Women Earn Less than Men in 302 of 311 Occupations

October 05, 2015

Nicolas Buffie

In his 2014 State of the Union address, President Obama discussed the fact that women workers are paid far less than their male colleagues: “That is wrong. And in 2014, it’s an embarrassment. Women deserve equal pay for equal work!”

Some commentators have criticized President Obama’s statement, arguing that the gender pay gap doesn’t account for occupational choices or differences in hours worked. Consider the critique about occupational choices: if women choose to work in low-paying occupations, a substantial gender pay gap can exist even if women are paid the same as men in every occupation. If this is true, we can’t honestly argue that women are being treated worse than men.

This argument can be disproved by a closer look at the data. Earlier this year, the Census Bureau published an extensive dataset which gives the 2013 median annual earnings of full-time, year-round workers by occupation. Moreover, the data is available not only by occupation but by “Detailed Occupation”—for instance, under the more general occupational title “Installation, Maintenance, and Repair Occupations,” we see a list of 36 sub-occupations such as “Avionics technicians,” “Control and valve installers and repairers,” “Radio and telecommunications equipment installers and repairers,” etc. Because the data give such detailed breakdowns, we are allowed to isolate the effect of occupation on the gender pay gap; and because the data are for “full-time, year-round workers,” it already controls for hours worked to a substantial degree.

If men and women received equal pay for equal work, we’d expect the data to show that the two groups are paid equally within each occupation. And insofar as any pay discrepancies did exist, we’d expect that the distribution of such discrepancies would be fairly equal—that is, if men were paid substantially more than women in ten occupations, we’d expect that women would be paid substantially more than men in ten occupations as well. However, this isn’t what we see in the Census data. The Bureau has data on 525 occupations. Of these occupations, 214 have such low employment that we can’t reliably estimate the occupation’s gender earnings gap. That leaves us with 311 occupations. And of those 311, women make more than men in only nine. As the reader can see below, this means that men make more than women in 97.1 percent of all occupations:

 

Gender Pay Inequality Is Widespread

 

Furthermore, in the few occupations in which women do make more, they often don’t make substantially more. In two of the nine occupations in which women make more, they earn 0.17 percent more than men; in another occupation, they earn 0.47 percent more. By contrast, in about 90 percent of all occupations, women make at least 5 percent less than men.
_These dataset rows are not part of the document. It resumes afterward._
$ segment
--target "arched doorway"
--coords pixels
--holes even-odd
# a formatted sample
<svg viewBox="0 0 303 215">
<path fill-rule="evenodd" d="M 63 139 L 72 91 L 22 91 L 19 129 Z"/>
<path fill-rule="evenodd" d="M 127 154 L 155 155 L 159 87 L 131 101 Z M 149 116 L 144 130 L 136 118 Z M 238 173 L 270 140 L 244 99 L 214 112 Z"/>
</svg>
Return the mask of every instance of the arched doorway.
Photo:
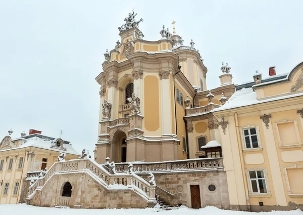
<svg viewBox="0 0 303 215">
<path fill-rule="evenodd" d="M 112 161 L 116 163 L 126 162 L 126 135 L 121 130 L 117 131 L 114 134 L 112 146 Z"/>
<path fill-rule="evenodd" d="M 62 196 L 66 197 L 70 197 L 72 196 L 72 189 L 73 189 L 72 185 L 69 182 L 66 182 L 63 186 L 63 190 L 62 191 Z"/>
</svg>

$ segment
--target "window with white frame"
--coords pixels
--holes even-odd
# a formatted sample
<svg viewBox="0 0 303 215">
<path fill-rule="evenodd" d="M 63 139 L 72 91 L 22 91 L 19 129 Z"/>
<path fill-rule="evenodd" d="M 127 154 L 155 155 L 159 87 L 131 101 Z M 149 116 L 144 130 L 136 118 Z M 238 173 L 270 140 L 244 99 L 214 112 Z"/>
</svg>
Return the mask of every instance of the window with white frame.
<svg viewBox="0 0 303 215">
<path fill-rule="evenodd" d="M 14 158 L 10 159 L 10 163 L 9 163 L 9 168 L 8 170 L 11 170 L 13 168 L 13 162 L 14 161 Z"/>
<path fill-rule="evenodd" d="M 0 161 L 0 171 L 2 171 L 3 170 L 3 165 L 4 164 L 4 160 L 1 160 Z"/>
<path fill-rule="evenodd" d="M 182 137 L 182 142 L 183 142 L 183 150 L 184 152 L 186 152 L 187 151 L 187 147 L 186 147 L 186 140 L 185 140 L 185 138 Z"/>
<path fill-rule="evenodd" d="M 21 169 L 22 168 L 22 165 L 23 165 L 23 157 L 20 157 L 19 158 L 19 163 L 18 165 L 18 168 Z"/>
<path fill-rule="evenodd" d="M 259 148 L 257 128 L 251 127 L 243 129 L 242 131 L 245 148 Z"/>
<path fill-rule="evenodd" d="M 264 170 L 249 170 L 248 174 L 251 193 L 267 193 Z"/>
<path fill-rule="evenodd" d="M 17 195 L 17 194 L 18 193 L 19 184 L 19 182 L 16 182 L 16 184 L 15 184 L 15 187 L 14 188 L 14 193 L 13 193 L 13 195 Z"/>
<path fill-rule="evenodd" d="M 8 191 L 9 191 L 9 183 L 5 183 L 5 186 L 4 186 L 4 191 L 3 192 L 3 195 L 7 195 Z"/>
</svg>

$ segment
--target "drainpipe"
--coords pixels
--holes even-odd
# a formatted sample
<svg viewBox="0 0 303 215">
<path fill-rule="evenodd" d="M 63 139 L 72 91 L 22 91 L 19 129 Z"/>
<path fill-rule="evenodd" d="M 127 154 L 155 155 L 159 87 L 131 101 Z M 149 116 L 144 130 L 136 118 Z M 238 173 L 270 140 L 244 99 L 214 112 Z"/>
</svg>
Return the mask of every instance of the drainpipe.
<svg viewBox="0 0 303 215">
<path fill-rule="evenodd" d="M 236 123 L 236 131 L 237 133 L 237 140 L 238 142 L 238 147 L 239 153 L 240 153 L 240 159 L 241 160 L 241 168 L 242 169 L 242 178 L 244 181 L 244 187 L 245 188 L 245 193 L 246 198 L 246 206 L 249 211 L 250 211 L 250 203 L 249 202 L 249 196 L 248 195 L 248 186 L 247 184 L 247 177 L 245 168 L 244 167 L 244 159 L 243 158 L 243 152 L 242 151 L 242 143 L 241 141 L 241 136 L 240 136 L 240 131 L 239 131 L 239 124 L 238 123 L 238 113 L 236 112 L 234 115 L 235 122 Z"/>
</svg>

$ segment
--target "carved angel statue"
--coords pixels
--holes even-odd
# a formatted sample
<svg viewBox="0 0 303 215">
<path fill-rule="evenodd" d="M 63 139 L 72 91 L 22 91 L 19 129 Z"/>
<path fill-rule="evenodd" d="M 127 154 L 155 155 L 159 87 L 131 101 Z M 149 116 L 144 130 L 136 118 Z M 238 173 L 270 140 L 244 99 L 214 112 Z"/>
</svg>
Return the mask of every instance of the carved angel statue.
<svg viewBox="0 0 303 215">
<path fill-rule="evenodd" d="M 86 149 L 84 149 L 82 151 L 82 155 L 79 157 L 79 159 L 85 159 L 88 158 L 88 154 L 89 151 Z"/>
<path fill-rule="evenodd" d="M 104 117 L 111 118 L 112 110 L 112 104 L 104 99 L 104 105 L 102 104 L 102 114 Z"/>
<path fill-rule="evenodd" d="M 129 164 L 128 164 L 128 169 L 127 169 L 127 174 L 132 174 L 132 173 L 133 173 L 132 168 L 133 168 L 132 163 L 129 163 Z"/>
<path fill-rule="evenodd" d="M 136 96 L 136 94 L 133 93 L 132 97 L 127 99 L 127 101 L 130 104 L 132 112 L 140 112 L 140 98 Z"/>
<path fill-rule="evenodd" d="M 118 28 L 120 33 L 133 27 L 138 27 L 139 23 L 143 21 L 143 19 L 140 19 L 139 21 L 136 21 L 135 19 L 136 16 L 137 16 L 137 13 L 135 14 L 134 11 L 132 11 L 132 13 L 129 13 L 128 14 L 128 17 L 124 19 L 125 24 Z"/>
<path fill-rule="evenodd" d="M 116 164 L 115 164 L 115 162 L 112 161 L 109 164 L 109 165 L 111 170 L 112 171 L 112 174 L 116 174 Z"/>
<path fill-rule="evenodd" d="M 58 161 L 65 161 L 65 156 L 66 154 L 62 152 L 60 152 L 60 154 L 58 156 Z"/>
<path fill-rule="evenodd" d="M 148 181 L 148 182 L 153 185 L 156 186 L 156 182 L 155 181 L 155 176 L 154 176 L 154 174 L 152 173 L 148 173 L 148 175 L 149 176 L 148 176 L 148 178 L 150 178 L 150 180 Z"/>
</svg>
Nonetheless, it may be worth honing in on the definition of “full-time, year-round worker.” The Census Bureau’s definition of this term is “A person who worked full time (35 or more hours per week) and year round (50 or more weeks) during the previous calendar year or in the past twelve months.” This definition leaves a bit of wiggle room in terms of hours worked. For example, if a woman were to work 35 hours a week and a man were to work 50 hours a week, we’d expect the full-time male worker to receive greater weekly earnings than the full-time female worker even if they were paid the same hourly wage.

Fortunately, the Bureau of Labor Statistics has data on the weekly hours of both male and female full-time workers.* In 2013, full-time women worked an average of 41.0 hours per week; full-time men worked an average of 43.7 hours. If this discrepancy holds across occupations (we don’t have data on hours that correspond to the occupations given by the Census), then even in the case of equal hourly pay, we’d expect women to earn 93.8 percent of what men earn.

Yet even if we apply this adjustment for hours worked, it turns out that men make more than women in the vast majority of occupations. Overall, women earn at least 93.8 percent of what men earn in just 35 out of 311 occupations (11.3 percent).

So the idea that women are paid less than men because of occupational choices is clearly wrong. When you look inside various occupations themselves, it turns out that women doing equal work receive less than equal pay.


*The BLS and the Census Bureau have the same definition for “full-time worker,” so we need not worry about conflating incompatible datasets.